Operation Ampersand

'Ampersand' was the US geographical rather than operational codename, changed to 'Button' in February 1943 and later still to 'Ebon', for Espíritu Santo island in the New Hebrides islands group (1941/45).

The New Hebrides islands group lies to the north-east of New Caledonia island and to the south-east of the Solomon islands group, and is a chain of about 83 mountainous and jungle-clad islands, 550 miles (885 km) long with a total land area of 4,706 sq miles (12189 km˛), aligned generally on a north-north-west/south-south-east axis. The chain splits in its northern half, and is therefore of a Y shape. The wet season is from November to April, when typhoons are possible, but the islands are wet and humid right round the year round, and malaria is a serious problem.

On the outbreak of the Pacific War, the islands were very sparsely populated, the largest settlement, Port Vila on Efate, having just 1,500 inhabitants in 1942, and the group’s overall population may have been in the order of only 40,000 persons in 1941. The islands were jointly controlled by the UK and France under a condominium agreed in 1906. The resulting duplication of effort did not help the quality of administration of an area lacking almost any economic significance before the war. Copra was the only valuable product, and the French imported 1,000 indentured labourers from French Indo-China. The British and Australians were forbidden by their governments to bring in labour, and their respective administrations came to outnumber those being administered.

As war loomed, the Australians began to raise a New Hebrides Defence Force in 1941: this eventually grew to a strength of more than 2,000 men, most of them from Malekula island.

During the 'Watchtower' campaign on Guadalcanal, the Allies established a major forward base at Espíritu Santo and a second base at Efate.

Espíritu Santo is the largest island of the New Hebrides group, extending 75 miles (120 km) along its north/south west coast and 45 miles (70 km) from east to west for a total land area of 1,527 sq miles (3955.5 km˛). In 1941 the island possessed a good but almost wholly undeveloped harbour at Luganville on the south-eastern part of the coast in a bay sheltered by Aore, Tutuba and Mallo islands. The western half of the island is mountainous with a maximum elevation of 6,165 ft (1879 m) at Mt Tabwemasana, and the eastern half is somewhat less rugged but with a number of limestone ridges, former reefs exposed by tectonic uplift. The climate is very damp, with an average annual rainfall of 90 in (2285 mm), and the entire island was covered with jungle except in areas cleared for cultivation.

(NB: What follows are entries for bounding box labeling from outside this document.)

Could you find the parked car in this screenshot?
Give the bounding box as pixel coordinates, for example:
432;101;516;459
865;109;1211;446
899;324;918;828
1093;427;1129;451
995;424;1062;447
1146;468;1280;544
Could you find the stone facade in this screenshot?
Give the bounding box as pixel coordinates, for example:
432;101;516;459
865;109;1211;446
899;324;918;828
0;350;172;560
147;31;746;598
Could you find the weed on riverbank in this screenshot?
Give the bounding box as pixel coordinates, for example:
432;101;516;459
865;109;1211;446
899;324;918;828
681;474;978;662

The native population was some 4,000 persons, and there were also about 900 Europeans. The island produced copra, coffee, sugar cane, cotton, rice and tropical fruit at plantations clustered largely in the south-east of the island and the adjacent smaller islands.

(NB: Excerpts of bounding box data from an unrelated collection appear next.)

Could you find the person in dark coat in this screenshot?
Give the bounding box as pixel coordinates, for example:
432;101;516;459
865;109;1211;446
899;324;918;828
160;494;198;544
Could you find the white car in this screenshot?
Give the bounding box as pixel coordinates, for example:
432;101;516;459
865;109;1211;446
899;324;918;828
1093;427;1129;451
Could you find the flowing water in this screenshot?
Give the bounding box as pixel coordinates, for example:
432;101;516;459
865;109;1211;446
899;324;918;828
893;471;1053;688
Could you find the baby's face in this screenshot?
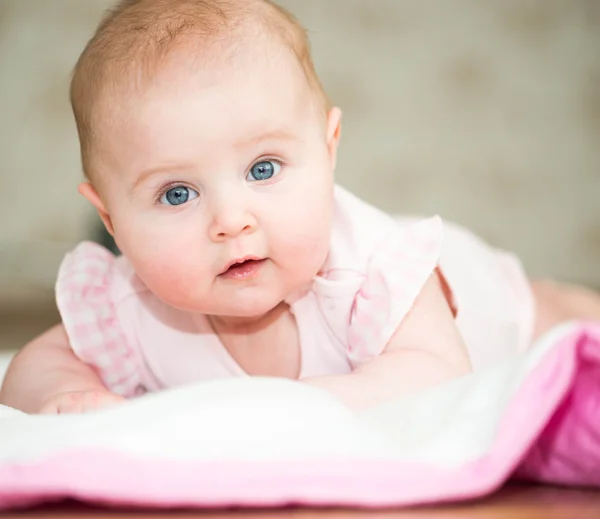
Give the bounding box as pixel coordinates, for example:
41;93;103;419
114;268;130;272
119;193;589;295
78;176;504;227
91;44;339;317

Given its strategic location, mid-way between New Caledonia and the Solomon islands group, Espíritu Santo became a major Allied base during the Guadalcanal campaign. An advance force from Efate arrived on 28 May 1942, and the US 3rd Naval Construction Battalion began to arrive on 12 August 1942. The initial airfield site, at Turtle Bay some 12 miles (19.25 km) to the north of Luganville, proved problematic, though Turtle Bay eventually boasted 6,000-ft (1830-m) and 4,500-ft (1370-m) runways, and by November 1942 there was a 6,000-ft (1,830-m) some 2 miles (3.2 km) to the west of Luganville and a 7,000-ft (2135-m) runway some 4 miles (6.4 km) to the east of Luganville. Early in 1943 a fifth runway, 6,800-ft (2070-m) long, was built outside Luganville.

The Allies initially tried to keep the existence of the base secret, but a reconnaissance floatplane from the submarine I-24 discovered the airfield on 2 October 1942.

Off Luganville, the Segond Channel is deep and well protected against the elements, and this was developed during the war into the largest operating base in the South Pacific with an importance with survived to the end of the war. The base was dismantled on 12 June 1946.